In terms of combination therapies, RAF-2i regimens had a significantly worse impact on overall survival compared to combination RAF-1i regimens (HR = 3.5677, p = 0.0159). Similarly, The RAF-2i combination showed a significant association with a worse impact on PFS (HR = 6.2360, p = 0.00145) as depicted in Figure S4.

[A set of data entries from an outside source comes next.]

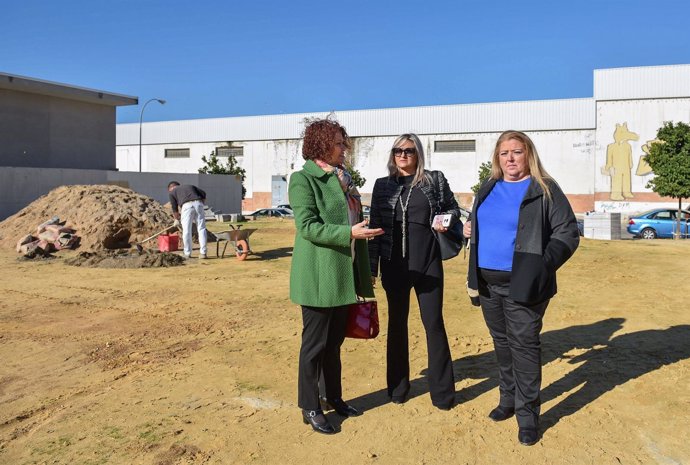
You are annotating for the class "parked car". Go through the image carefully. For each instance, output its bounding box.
[247,208,294,220]
[627,208,690,239]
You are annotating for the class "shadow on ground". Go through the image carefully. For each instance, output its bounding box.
[338,318,690,431]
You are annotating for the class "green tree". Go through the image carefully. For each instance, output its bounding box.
[199,144,247,199]
[345,163,367,189]
[645,121,690,239]
[470,161,491,195]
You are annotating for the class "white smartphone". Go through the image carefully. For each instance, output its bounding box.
[432,215,452,228]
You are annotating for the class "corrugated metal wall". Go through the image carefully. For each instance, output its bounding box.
[594,65,690,100]
[117,99,596,146]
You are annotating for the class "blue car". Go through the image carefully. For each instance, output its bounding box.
[628,208,690,239]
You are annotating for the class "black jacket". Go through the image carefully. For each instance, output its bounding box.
[467,178,580,305]
[369,171,460,276]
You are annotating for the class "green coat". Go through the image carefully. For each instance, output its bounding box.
[288,160,374,307]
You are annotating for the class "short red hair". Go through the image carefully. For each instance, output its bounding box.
[302,119,351,160]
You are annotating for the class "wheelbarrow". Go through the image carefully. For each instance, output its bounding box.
[214,225,256,261]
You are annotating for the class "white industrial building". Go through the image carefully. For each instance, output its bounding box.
[116,65,690,213]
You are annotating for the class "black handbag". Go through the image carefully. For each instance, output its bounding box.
[431,171,465,260]
[435,220,465,260]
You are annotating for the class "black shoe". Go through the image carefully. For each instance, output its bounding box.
[433,403,455,412]
[326,399,362,417]
[302,409,335,434]
[391,390,410,404]
[518,428,539,446]
[489,405,515,421]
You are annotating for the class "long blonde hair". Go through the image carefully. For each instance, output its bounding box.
[491,130,553,199]
[386,133,429,186]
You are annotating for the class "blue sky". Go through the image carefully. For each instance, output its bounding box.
[5,0,690,123]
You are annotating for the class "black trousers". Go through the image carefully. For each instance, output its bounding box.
[297,305,347,410]
[479,269,549,428]
[381,258,455,408]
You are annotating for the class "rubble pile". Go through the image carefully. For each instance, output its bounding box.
[65,250,185,268]
[17,216,80,258]
[0,185,173,251]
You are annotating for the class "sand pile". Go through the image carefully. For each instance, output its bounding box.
[0,185,173,251]
[65,250,185,268]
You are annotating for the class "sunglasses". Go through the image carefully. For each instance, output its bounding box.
[391,147,417,157]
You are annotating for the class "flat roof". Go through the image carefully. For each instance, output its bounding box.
[0,71,139,107]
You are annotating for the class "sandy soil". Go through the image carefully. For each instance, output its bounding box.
[0,221,690,465]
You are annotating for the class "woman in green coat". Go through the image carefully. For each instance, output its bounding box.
[288,119,383,434]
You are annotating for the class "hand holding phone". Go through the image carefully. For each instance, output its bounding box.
[431,214,452,229]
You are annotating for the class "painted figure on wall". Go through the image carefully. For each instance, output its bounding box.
[601,123,640,200]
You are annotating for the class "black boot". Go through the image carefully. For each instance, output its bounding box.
[302,409,335,434]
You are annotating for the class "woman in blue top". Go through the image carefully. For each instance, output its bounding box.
[463,131,580,445]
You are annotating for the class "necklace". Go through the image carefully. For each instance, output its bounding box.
[400,184,414,258]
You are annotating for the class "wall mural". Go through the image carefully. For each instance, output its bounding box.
[601,122,640,200]
[635,139,661,176]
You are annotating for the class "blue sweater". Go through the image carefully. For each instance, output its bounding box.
[477,178,530,271]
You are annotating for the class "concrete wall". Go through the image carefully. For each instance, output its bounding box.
[0,168,242,220]
[117,129,595,212]
[0,89,116,170]
[592,98,690,212]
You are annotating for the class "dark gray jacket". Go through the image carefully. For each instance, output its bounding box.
[467,178,580,304]
[369,170,460,276]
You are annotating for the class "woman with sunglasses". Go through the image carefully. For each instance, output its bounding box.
[369,134,460,410]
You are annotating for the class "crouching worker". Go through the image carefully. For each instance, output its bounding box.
[168,181,206,259]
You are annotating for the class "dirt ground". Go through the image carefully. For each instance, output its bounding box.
[0,221,690,465]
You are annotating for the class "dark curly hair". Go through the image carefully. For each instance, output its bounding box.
[302,119,351,160]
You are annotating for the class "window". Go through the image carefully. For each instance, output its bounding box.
[216,147,244,158]
[165,149,189,158]
[434,140,476,152]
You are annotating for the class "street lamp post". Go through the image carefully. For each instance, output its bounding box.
[139,98,165,173]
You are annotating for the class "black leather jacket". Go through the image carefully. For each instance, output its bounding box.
[369,171,460,276]
[467,178,580,305]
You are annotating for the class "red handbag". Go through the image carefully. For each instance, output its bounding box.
[345,300,379,339]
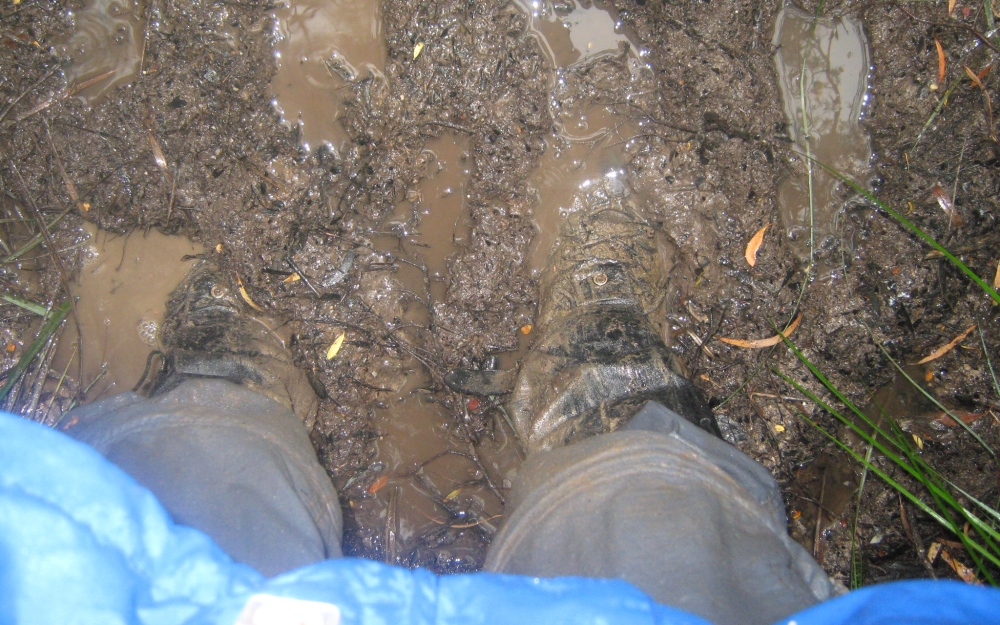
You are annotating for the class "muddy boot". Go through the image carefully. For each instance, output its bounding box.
[149,261,319,428]
[510,177,718,454]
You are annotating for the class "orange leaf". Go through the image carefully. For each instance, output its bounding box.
[934,37,948,85]
[917,324,976,365]
[236,276,264,312]
[746,224,771,267]
[368,475,389,495]
[933,410,986,428]
[719,313,802,349]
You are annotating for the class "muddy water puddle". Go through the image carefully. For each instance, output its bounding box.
[271,0,385,152]
[353,135,527,570]
[56,0,146,103]
[517,0,635,68]
[53,224,202,401]
[774,7,872,269]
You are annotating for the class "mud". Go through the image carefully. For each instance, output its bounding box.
[0,0,1000,583]
[52,224,203,401]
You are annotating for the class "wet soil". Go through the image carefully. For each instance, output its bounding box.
[0,0,1000,583]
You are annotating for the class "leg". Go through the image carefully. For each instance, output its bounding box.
[69,378,342,576]
[68,262,341,575]
[486,178,831,624]
[486,403,832,625]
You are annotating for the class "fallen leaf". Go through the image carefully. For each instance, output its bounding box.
[931,184,963,228]
[962,65,986,91]
[236,276,264,312]
[927,540,944,564]
[917,324,976,365]
[326,332,347,360]
[934,37,948,85]
[719,313,802,349]
[746,224,771,267]
[941,549,979,584]
[368,475,389,495]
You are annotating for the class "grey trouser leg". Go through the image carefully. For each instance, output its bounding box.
[65,378,342,576]
[485,402,832,625]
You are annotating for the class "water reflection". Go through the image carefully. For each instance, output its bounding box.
[774,7,872,266]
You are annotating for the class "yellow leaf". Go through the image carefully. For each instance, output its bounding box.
[326,332,347,360]
[934,37,948,85]
[719,313,802,349]
[746,224,771,267]
[917,324,976,365]
[236,276,264,312]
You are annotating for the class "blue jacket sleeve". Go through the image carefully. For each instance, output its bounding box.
[0,414,1000,625]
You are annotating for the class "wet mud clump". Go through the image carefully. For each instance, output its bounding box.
[0,0,1000,584]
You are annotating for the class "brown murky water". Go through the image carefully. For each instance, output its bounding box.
[271,0,385,152]
[517,0,637,68]
[56,0,146,102]
[53,224,202,401]
[774,7,872,266]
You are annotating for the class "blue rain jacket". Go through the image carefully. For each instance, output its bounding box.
[0,413,1000,625]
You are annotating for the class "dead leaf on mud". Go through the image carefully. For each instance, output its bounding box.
[236,276,264,312]
[931,184,964,228]
[933,410,987,428]
[326,332,347,360]
[934,37,948,85]
[719,313,802,349]
[917,324,976,365]
[746,224,771,267]
[368,475,389,495]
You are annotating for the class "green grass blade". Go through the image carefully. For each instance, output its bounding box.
[874,341,997,460]
[816,161,1000,304]
[0,300,71,401]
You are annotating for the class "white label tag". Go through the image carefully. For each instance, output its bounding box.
[235,595,340,625]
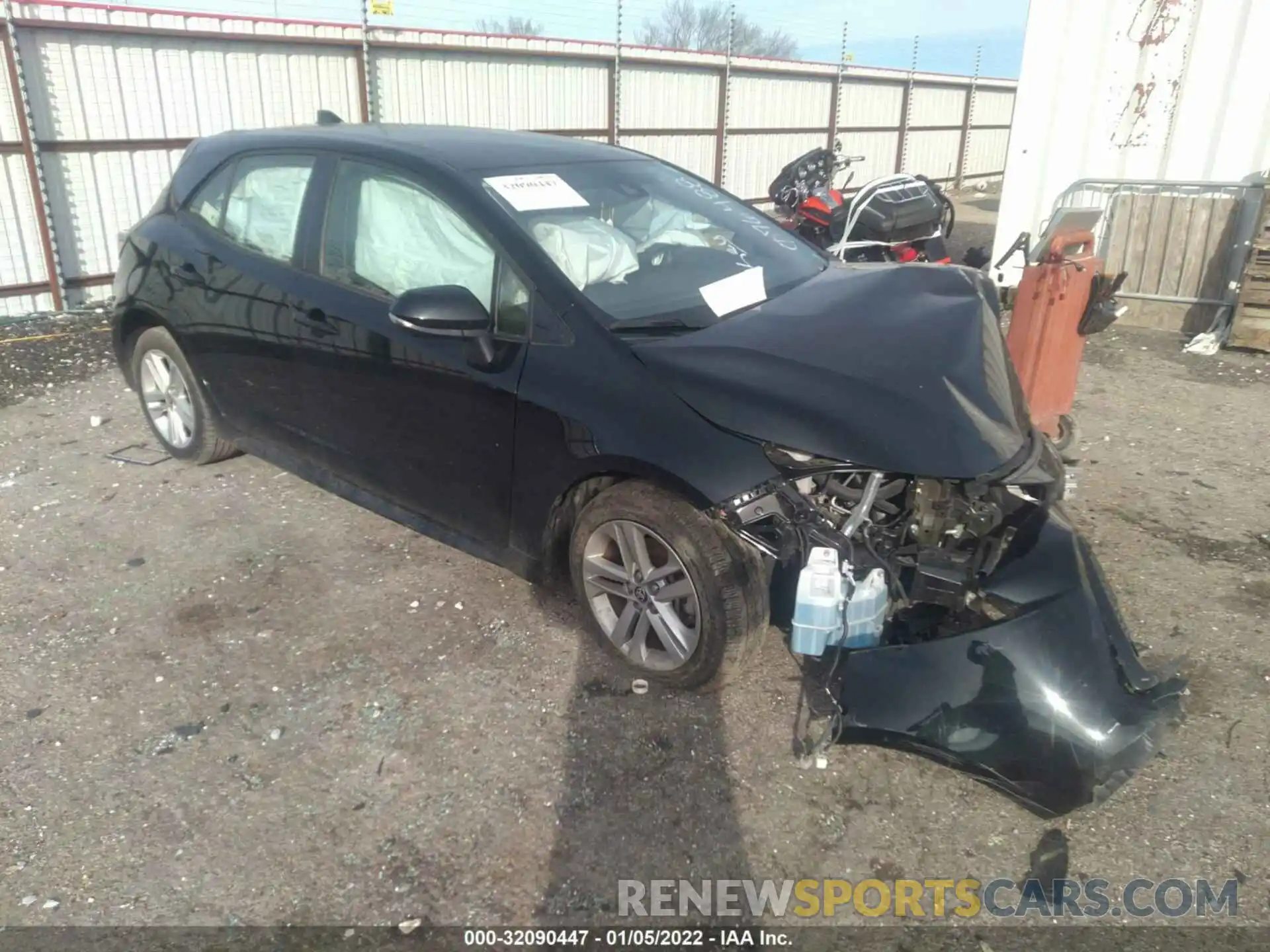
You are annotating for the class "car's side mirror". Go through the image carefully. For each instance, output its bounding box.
[389,284,493,338]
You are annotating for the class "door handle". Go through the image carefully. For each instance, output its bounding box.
[174,251,221,287]
[291,305,339,338]
[173,262,207,287]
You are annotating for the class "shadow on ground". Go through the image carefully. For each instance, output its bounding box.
[537,589,751,926]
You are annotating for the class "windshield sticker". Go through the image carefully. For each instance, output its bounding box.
[698,268,767,317]
[485,173,587,212]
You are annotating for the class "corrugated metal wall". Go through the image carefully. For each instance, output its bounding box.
[0,0,1013,313]
[976,0,1270,284]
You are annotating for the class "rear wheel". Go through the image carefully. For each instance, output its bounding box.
[570,481,769,688]
[132,327,237,463]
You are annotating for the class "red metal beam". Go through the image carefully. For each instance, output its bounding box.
[40,136,194,152]
[357,46,371,122]
[14,18,362,50]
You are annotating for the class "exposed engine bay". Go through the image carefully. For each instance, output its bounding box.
[724,447,1062,645]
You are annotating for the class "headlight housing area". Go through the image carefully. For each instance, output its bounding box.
[763,443,853,476]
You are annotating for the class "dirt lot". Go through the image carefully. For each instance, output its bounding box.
[0,301,1270,934]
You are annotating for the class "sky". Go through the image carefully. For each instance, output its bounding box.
[114,0,1027,79]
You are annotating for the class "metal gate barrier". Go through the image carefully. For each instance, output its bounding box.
[1053,177,1266,337]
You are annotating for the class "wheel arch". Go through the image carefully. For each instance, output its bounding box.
[538,458,711,581]
[110,305,177,389]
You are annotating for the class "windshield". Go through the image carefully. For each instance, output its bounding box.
[483,159,827,331]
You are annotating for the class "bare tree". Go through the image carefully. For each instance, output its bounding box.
[639,0,798,60]
[476,17,542,37]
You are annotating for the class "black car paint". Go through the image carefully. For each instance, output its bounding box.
[116,126,776,578]
[839,510,1185,816]
[635,264,1031,479]
[114,126,1173,811]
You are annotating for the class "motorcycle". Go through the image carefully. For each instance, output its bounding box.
[767,142,956,264]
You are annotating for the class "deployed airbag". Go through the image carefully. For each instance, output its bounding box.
[531,216,639,290]
[355,178,494,309]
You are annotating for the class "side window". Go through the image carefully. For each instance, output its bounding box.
[189,161,233,229]
[221,155,314,262]
[494,260,530,338]
[321,161,495,309]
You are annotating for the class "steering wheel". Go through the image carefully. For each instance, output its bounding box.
[639,241,679,268]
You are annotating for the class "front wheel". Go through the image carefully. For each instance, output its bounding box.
[570,481,770,688]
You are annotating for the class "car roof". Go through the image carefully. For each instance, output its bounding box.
[191,122,630,170]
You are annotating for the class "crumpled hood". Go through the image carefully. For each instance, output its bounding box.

When examining the impact of SOC and investigational therapies on RAF-1i and RAF-2i, investigational RAF-2i demonstrated a significantly inferior outcome on PFS with an HR of 2.8753 (p < 0.001) and on OS with HR of 2.9158 (p = 0.0019) while no significant impact was noted with SOC therapies with RAF-1i or RAF-2i (Figure S5).

Genomic landscape

At baseline, 41 patients had BRAF V600E aberration, while aberrations in the RAF/RAS pathway were seen as BRAF V600K (n = 1); BRAF K601Q (n = 1) and KRAS G12S (n = 1). 13 patients had genomic testing post-RAF-1i or RAF-2i. Nine patients had a liquid biopsy and four patients had tissue based next-generation sequencing (NGS) performed on post-therapy tumor biopsies. Of the 9 patients with post-therapy liquid biopsy, 4 patients had prior tissue based somatic NGS testing. One patient with rectal adenocarcinoma had baseline BRAF V600E and PIK3CA I391M mutation at baseline tumor NGS while post-therapy liquid biopsy revealed persistence of BRAF V600E mutation, loss of PIK3CA aberration, the emergence of APC L629; APC T1556fs; EGFR 1134delins; GNAS R201C and TP53 V203fs aberrations with variant allele frequency (VAF) > 2% in each. Another patient with CRC had baseline tumor NGS with BRAF V600E; RNF43 V36fs and TP53 Q167 aberrations while post-therapy liquid biopsy revealed persistence of BRAF V600E and TP53 Q167 aberrations while emergent aberrations with CDK6 gain; EGFR gain and MYC gain was noted. A cholangiocarcinoma patient with baseline BRAF V600E mutation and BRAF amplification on tumor NGS revealed the persistence of BRAF V600E aberration and development of ESR1 L536F aberration on post-therapy liquid biopsy. The last patient with ovarian serous carcinoma had a baseline BRAF V600E mutation via tumor NGS with the persistence of BRAF V600E aberration and no newly acquired aberrations on post-therapy liquid biopsy.